When fire crews arrived on scene, a police officer was giving the man mouth-to-mask resuscitation to keep him breathing and that's when medics issued the Narcan.
"They're out on the road, they can get there sometimes sooner than we can, often sooner than we can, and for that person to step up and keep this person alive, until we can administer Narcan, it was great," said Chief Tom Sanderson.
The man was given one dose of Narcan through the nose, which successfully reversed his overdose.
Chief Sanderson tells WTOL it binds to the receptor sites that the opiates bind to and that's what can help save a person's life. He says if they ever arrive on scene and are not entirely sure if the person is suffering from an overdose, administering the Narcan is still safe.
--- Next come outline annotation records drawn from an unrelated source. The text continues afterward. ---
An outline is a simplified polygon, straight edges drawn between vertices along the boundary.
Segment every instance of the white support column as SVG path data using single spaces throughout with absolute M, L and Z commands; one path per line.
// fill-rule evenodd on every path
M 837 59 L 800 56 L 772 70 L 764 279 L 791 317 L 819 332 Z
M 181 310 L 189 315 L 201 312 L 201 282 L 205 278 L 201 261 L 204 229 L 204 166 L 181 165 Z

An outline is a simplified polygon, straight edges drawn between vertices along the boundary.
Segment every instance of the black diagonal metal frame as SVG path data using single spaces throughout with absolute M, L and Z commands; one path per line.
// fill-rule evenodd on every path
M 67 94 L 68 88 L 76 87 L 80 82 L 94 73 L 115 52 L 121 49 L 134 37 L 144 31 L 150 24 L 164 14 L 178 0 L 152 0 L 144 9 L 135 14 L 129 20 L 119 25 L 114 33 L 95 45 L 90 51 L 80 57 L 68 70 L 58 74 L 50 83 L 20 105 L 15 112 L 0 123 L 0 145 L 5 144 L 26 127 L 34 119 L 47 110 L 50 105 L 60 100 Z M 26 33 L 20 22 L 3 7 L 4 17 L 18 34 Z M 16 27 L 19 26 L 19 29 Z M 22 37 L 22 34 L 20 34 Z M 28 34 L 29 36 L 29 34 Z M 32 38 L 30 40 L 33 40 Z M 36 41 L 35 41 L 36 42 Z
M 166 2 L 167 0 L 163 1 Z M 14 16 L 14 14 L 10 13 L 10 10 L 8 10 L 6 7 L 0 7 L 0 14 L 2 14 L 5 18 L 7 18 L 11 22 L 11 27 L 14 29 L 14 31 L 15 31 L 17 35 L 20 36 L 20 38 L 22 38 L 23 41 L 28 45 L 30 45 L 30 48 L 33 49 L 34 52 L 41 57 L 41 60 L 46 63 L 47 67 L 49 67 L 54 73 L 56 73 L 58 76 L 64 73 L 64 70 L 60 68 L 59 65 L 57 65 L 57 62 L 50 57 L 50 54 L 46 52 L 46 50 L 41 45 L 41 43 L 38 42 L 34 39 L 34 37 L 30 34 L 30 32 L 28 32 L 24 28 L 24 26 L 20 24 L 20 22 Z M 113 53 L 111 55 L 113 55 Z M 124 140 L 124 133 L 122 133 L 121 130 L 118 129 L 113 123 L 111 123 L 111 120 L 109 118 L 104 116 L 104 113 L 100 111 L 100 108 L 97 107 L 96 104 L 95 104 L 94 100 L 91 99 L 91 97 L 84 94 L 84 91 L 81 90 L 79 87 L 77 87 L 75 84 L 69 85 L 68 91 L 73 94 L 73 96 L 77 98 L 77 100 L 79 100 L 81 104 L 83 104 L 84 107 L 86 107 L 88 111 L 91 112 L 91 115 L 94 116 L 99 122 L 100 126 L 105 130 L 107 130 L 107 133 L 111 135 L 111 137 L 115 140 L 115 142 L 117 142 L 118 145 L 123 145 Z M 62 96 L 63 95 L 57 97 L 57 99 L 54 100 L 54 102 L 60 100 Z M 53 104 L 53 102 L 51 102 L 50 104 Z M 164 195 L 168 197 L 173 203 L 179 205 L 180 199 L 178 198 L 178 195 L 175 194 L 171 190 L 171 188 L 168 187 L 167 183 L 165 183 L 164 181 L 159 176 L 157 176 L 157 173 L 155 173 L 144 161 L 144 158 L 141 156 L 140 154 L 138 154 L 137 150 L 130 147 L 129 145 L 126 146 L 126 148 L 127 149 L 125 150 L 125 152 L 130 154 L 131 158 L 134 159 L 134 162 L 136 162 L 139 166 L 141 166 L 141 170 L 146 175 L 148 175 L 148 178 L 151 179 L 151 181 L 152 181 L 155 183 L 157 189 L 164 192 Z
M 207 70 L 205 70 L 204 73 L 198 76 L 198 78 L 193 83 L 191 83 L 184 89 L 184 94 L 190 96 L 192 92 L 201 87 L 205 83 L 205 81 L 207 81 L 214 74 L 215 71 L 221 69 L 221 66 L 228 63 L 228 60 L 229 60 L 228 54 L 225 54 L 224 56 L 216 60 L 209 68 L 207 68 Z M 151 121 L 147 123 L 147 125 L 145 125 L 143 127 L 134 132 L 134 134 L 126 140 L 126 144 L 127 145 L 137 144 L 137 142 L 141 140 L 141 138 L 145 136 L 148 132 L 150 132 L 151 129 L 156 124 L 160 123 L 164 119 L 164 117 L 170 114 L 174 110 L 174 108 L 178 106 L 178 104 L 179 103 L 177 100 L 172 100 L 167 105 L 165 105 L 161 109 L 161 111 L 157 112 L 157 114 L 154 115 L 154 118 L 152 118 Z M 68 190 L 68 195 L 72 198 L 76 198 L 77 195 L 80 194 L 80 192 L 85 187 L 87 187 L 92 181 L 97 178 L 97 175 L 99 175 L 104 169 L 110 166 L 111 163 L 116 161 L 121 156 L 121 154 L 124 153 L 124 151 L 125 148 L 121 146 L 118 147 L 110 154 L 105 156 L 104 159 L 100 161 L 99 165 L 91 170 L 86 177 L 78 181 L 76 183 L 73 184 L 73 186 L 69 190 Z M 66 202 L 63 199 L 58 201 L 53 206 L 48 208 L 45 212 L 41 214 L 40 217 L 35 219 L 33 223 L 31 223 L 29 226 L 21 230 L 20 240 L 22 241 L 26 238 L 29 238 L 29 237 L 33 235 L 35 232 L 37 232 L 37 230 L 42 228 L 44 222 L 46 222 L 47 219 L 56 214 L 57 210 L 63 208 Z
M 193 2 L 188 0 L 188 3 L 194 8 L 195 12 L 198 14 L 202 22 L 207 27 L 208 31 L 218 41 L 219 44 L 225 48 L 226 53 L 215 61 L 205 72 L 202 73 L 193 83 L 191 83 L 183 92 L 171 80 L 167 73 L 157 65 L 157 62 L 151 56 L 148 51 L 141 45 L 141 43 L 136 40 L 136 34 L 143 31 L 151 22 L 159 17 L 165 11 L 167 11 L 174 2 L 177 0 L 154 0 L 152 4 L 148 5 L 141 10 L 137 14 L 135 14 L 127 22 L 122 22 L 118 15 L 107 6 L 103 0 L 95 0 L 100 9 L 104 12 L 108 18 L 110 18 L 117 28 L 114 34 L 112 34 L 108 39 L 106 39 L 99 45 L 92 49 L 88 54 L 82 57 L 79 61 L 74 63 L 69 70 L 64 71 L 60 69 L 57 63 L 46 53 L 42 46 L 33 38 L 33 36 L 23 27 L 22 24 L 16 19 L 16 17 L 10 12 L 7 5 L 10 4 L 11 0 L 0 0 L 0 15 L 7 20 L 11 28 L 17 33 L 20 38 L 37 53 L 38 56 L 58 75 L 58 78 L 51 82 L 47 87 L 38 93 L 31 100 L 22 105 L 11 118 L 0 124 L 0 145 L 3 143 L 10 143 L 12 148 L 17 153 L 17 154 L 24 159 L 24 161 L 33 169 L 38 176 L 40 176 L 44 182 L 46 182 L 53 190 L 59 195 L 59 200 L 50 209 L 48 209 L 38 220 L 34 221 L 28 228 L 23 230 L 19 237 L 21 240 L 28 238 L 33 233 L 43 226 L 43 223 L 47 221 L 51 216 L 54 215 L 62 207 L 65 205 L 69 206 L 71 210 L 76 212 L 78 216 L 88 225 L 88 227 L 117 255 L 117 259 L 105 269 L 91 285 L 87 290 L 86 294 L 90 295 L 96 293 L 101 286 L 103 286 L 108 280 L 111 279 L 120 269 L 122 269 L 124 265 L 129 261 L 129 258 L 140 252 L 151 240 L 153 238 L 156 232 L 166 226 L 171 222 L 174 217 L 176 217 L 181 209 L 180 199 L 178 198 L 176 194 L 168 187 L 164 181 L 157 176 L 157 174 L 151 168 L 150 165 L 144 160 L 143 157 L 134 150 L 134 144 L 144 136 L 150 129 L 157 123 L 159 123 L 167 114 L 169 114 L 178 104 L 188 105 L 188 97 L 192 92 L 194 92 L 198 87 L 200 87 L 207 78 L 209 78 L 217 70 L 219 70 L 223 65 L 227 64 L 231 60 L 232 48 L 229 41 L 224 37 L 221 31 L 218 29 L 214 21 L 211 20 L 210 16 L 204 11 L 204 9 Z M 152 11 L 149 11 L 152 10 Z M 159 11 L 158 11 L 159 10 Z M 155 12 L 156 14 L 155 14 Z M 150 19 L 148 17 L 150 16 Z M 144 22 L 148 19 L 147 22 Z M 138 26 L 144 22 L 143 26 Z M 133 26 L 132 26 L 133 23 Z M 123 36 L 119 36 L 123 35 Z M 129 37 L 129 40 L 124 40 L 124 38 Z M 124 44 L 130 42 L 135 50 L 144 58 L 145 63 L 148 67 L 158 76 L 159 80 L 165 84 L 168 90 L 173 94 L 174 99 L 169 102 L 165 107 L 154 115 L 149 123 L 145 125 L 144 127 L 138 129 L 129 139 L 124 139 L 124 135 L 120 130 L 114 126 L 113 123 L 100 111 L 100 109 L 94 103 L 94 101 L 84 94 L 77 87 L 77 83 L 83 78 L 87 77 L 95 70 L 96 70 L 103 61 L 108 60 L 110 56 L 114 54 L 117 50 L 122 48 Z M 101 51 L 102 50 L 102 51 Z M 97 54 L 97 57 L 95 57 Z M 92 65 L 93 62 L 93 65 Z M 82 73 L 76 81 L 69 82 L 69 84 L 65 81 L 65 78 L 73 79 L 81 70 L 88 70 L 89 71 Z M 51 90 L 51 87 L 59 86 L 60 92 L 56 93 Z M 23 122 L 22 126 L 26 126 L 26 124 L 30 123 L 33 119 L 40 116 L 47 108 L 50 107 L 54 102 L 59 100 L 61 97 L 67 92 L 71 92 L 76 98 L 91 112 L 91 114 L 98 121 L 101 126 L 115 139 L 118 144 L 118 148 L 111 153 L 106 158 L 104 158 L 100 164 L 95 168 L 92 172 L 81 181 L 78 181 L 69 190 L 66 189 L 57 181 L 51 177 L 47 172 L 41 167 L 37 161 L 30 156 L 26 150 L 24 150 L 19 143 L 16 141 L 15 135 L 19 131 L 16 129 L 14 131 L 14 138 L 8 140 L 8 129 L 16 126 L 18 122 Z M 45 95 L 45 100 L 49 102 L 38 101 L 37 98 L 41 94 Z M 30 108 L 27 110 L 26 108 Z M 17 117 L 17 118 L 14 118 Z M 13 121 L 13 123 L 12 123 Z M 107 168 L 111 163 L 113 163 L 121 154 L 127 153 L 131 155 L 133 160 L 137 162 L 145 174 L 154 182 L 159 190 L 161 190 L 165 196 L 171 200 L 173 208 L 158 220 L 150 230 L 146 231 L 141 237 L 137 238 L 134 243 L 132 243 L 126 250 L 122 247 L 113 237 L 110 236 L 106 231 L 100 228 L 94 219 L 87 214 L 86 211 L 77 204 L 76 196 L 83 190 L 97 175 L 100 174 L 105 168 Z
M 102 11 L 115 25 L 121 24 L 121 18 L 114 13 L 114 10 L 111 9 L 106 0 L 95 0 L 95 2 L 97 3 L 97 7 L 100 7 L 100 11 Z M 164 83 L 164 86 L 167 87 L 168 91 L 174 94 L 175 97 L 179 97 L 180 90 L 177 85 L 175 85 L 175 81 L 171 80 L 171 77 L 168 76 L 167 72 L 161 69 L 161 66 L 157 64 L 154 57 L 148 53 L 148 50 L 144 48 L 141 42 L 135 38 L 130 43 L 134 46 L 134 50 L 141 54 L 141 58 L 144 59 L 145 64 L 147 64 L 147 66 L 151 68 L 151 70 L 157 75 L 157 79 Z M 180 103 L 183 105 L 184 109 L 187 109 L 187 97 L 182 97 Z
"We used to give it a lot diagnostically, if someone were unconscious and we didn't know why, we might give them sugar to see if they're diabetic, we might give them Narcan to see if they did overdose," said Sanderson.
The hope is to spread the word about the dangers of opiates, to a point where we'll see a decrease in the problem.
"People are hearing a lot about it, and not everybody understands it, so I think it's important that we spread the word, that it's effective, and we've used it for a number of years, and we're grateful to have it now when we show up to calls like we had last night," said Sanderson.
In the meantime, this is a useful tool for first responders.